Gove appears to have confused open source with "any willing provider". In other words, this is about privatising course design and delivery. His speech was delivered at BETT, the leading UK education technology trade show. It's safe to assume that no one there was equating open source with free.

Part of the criticism of the current ICT curriculum is that it focuses too much on learning how to use Microsoft Office, rather than understanding technology. But this complaint forgets that the current curriculum came about because of the perceived urgent need to train the future clerical class for the business world of the 90s.

The current approach appears to be based on an already outdated vision in which the UK is a centre of excellence for programming. As any fule kno, programming is subject to the same historical forces as anything else. It has becoming increasingly commoditised, standardised and globalised. This is partly why there are now lots of "willing providers" who can rustle up a module on global variables or singletons. It's also why kids with a serious interest are already programming outside of school.

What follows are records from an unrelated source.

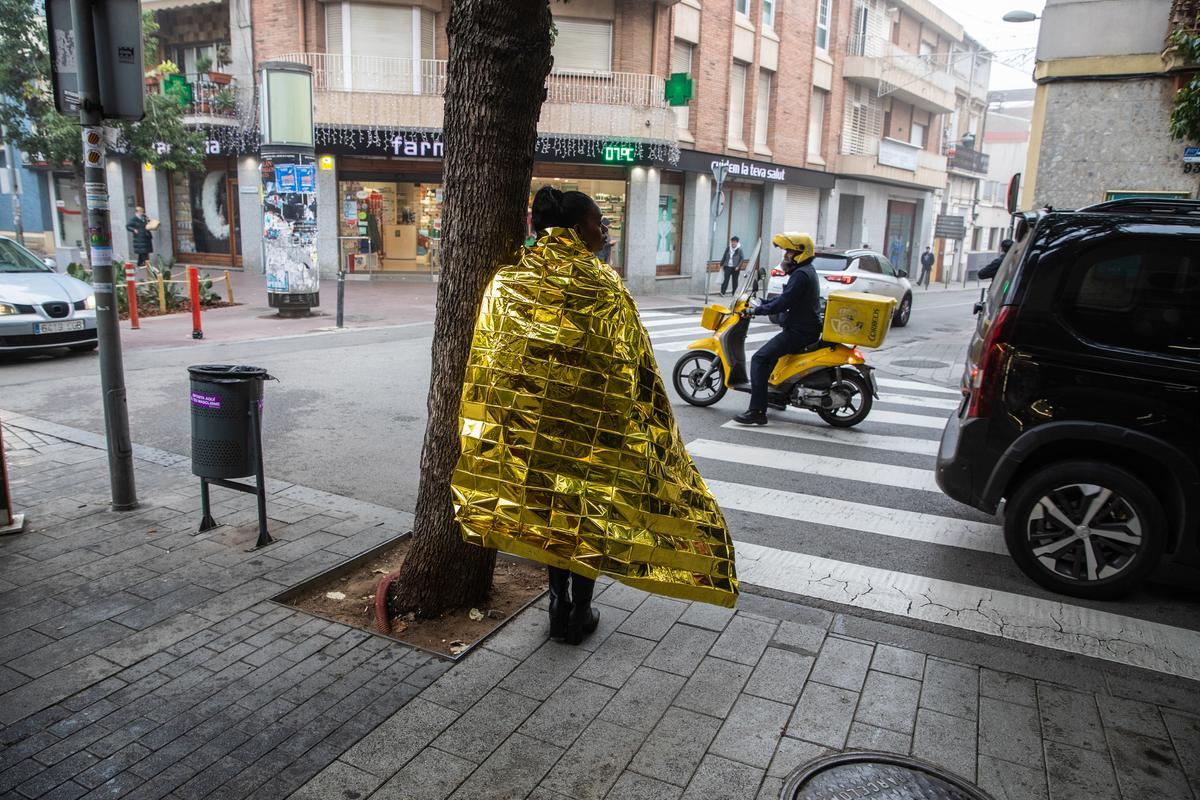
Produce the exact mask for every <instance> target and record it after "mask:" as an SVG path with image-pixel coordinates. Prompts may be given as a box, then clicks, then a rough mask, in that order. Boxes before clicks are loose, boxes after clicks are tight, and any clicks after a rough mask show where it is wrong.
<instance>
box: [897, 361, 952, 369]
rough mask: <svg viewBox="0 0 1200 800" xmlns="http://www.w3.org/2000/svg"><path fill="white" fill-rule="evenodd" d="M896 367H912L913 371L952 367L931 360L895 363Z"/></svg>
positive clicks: (909, 361)
mask: <svg viewBox="0 0 1200 800" xmlns="http://www.w3.org/2000/svg"><path fill="white" fill-rule="evenodd" d="M892 363H893V365H894V366H896V367H912V368H913V369H940V368H942V367H948V366H950V365H949V363H948V362H946V361H930V360H929V359H908V360H906V361H893V362H892Z"/></svg>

ICT has always been problematic in the UK because it straddles the normally clear boundary between the vocational and the academic. Gove's coincidental plan to scrap the GSCE equivalency of most vocational courses (and thus discount them from league tables) is clearly intended to redraw that boundary, this time with a ditch and rampart. This is as regressive as his Whig view of history.

I suspect that ICT may bifurcate as a result of this, between a vocational GCSE (get a sysadm job) and an academic one (go on to study computer science). Along the way, a lot of government money will be spent on educational systems and content, despite the fact that everything they provide will be freely available to those who look for it on the Web.